歯周病、虫歯の予防に皆さん、歯磨きを日々頑張っていらっしゃることと思います。
ところでこの歯磨き、完璧にできている自信がありますか?残念ながらどんなに気をつけて磨いていても隅々まで完璧に磨くことはほぼ不可能です。そしていずれはその蓄積したばい菌が悪さをして、歯周病や虫歯を引き起こす温床となってしまいます。
そこで歯周病や虫歯を予防するのにぜひ活用したいのがPMTCです。
PMTCってどういう意味?
PMTCとは、Professional Mechanical Tooth Cleaning の頭四文字を取ったもので、日本語では専門的機械的歯面清掃と呼びます。
つまり専門家(歯科医師、歯科衛生士)による機械を用いた歯の清掃ということで、専用の機械やブラシ、フロス、フッ素のペーストを使って歯磨きで落としきれない歯石や歯垢を中心に、すべての歯の面の清掃を行います。
これによって本当に虫歯や歯周病になりにくい環境を整えることができます。
PMTCでどういう効果があるの?
PMTCを行うことにより次のような効果が期待できます。
・虫歯予防
・歯周病予防、または進行を止める
・初期虫歯の再石灰化により虫歯になるのを防ぐ
・着色が取れることにより歯のトーンが明るくなる
・口臭予防
・歯がツルツルになることにより、歯垢が付きにくくなる
PMTCをやったほうがいいのは特にどんな人?
次のような人は特にPMTCをおすすめします。
①すでに虫歯になったことがある人
虫歯のリスクの高い人、また治療済みで詰め物やかぶせものが入っている場合、歯と境目に歯垢がたまりやすい構造になっており、完全に取り除くのが難しいという理由からです。
②歯周病の人
歯周病による歯周ポケットがある場合、ポケットの中には歯ブラシが入っていかないため自分では汚れを取り除くことができませんので、特殊な器具を使ってのクリーニングが不可欠です。
③歯並びの悪い人
歯並びが重なっていたりするとその部分は磨き残しが多くでてしまい、虫歯や歯周病のトラブルを起こすリスクが非常に高いためです。
④矯正器具の入っている人
矯正器具が入っていると自分での歯の清掃が非常に難しいため、こまめに行ったほうが良いでしょう。
⑤歯の着色が気になる人
PMTCによって歯の着色(ステイン)も落ちますので、コーヒー、赤ワインなどをよく飲む人、またタバコのヤニが付いている人にもおすすめです。タバコのヤニはかなり取りにくい場合があり、その場合はエアフローと呼ばれる超微細なパウダーを高圧の水のスプレーを吹き付けて落とす、という方法を併用することもあります。

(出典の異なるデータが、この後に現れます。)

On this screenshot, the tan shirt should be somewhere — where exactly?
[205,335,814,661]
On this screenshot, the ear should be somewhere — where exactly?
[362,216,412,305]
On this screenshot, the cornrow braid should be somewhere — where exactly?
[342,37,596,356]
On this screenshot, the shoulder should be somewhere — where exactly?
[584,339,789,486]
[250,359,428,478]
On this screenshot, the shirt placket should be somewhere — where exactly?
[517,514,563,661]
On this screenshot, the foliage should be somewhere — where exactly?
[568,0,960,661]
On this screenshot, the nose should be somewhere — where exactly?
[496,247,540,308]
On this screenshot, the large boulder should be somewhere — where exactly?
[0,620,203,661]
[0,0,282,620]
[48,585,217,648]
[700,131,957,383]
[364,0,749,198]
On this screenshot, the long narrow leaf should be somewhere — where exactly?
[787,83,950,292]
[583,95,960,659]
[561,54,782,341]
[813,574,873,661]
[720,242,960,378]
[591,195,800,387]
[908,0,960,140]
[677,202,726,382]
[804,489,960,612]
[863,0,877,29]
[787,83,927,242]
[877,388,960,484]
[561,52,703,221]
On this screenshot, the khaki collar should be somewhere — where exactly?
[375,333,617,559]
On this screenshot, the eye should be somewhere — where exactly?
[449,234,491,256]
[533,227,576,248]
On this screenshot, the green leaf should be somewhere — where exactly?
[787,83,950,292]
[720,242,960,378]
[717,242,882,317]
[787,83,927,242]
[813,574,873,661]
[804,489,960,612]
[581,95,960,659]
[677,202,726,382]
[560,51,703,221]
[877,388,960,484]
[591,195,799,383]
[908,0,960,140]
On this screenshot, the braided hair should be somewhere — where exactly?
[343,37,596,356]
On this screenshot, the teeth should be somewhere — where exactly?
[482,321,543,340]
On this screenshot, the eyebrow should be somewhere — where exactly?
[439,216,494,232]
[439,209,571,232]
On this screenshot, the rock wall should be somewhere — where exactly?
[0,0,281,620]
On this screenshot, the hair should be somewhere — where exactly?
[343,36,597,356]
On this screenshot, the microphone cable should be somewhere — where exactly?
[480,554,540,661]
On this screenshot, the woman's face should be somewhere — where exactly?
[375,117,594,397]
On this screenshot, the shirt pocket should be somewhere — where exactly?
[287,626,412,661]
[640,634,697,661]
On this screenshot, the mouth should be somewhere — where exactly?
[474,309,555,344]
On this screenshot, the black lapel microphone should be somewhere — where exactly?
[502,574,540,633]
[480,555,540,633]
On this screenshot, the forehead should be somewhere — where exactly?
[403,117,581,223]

※以上の条件に当てはまらない人でも歯には磨き残しが出やすい場所があります。
・歯と歯の間
・歯と歯ぐきの境目
・一番奥の歯の後ろの面
出典; 厚生労働省
どんなに頑張っても磨き残しは出ますので、健康な歯・歯ぐきを保つためにもPMTCは是非やっておいたほうが良いでしょう。
具体的にどんなことをするの?
一般的なPMTCは次のような手順で行われます。
1.歯石除去
歯石が付いている場合、まずこれを機械や器具で取り除いていきます。歯石が付いていると歯ぐきに炎症を起こしていることが多いので、まずはすべての歯石を取り除いた後、歯ぐきの炎症が落ち着くのを待ってから次の歯面清掃に取りかかります。
2.歯面清掃
①歯垢の染め出し
歯垢を染め出す色素で歯垢の位置を確認します。
②クリーニング
専用のペースト、機械や器具を使って一本ずつ丁寧に隅々まで磨いていきます。ペーストは知覚過敏や根の表面から虫歯ができるのを防ぐ目的で、ほとんどの場合にフッ素が配合されています。歯を磨く器具は柔らかいブラシやゴムなどでできており、部位に合わせて上下運動したり回転したりします。
出典; 厚生労働省
③洗浄
歯と歯周ポケットの中を水や薬液でよく洗浄します。
④フッ素塗布
きれいになった歯の表面にフッ素を塗り、歯の強化をはかります。
おわりに
PMTCは歯科先進国スウェーデンでは子供から大人まで国民の大半が定期的に行っているもので、これにより虫歯や歯周病にかかっている人が日本よりかなり少ないと言われています。
よくエステにも例えられるPMTCですが、その本質は歯周病、虫歯予防です。歯の質、唾液の質、細菌の数、生活習慣などにもよりますが、3〜4か月に一度くらいの頻度で行うのが理想的でしょう。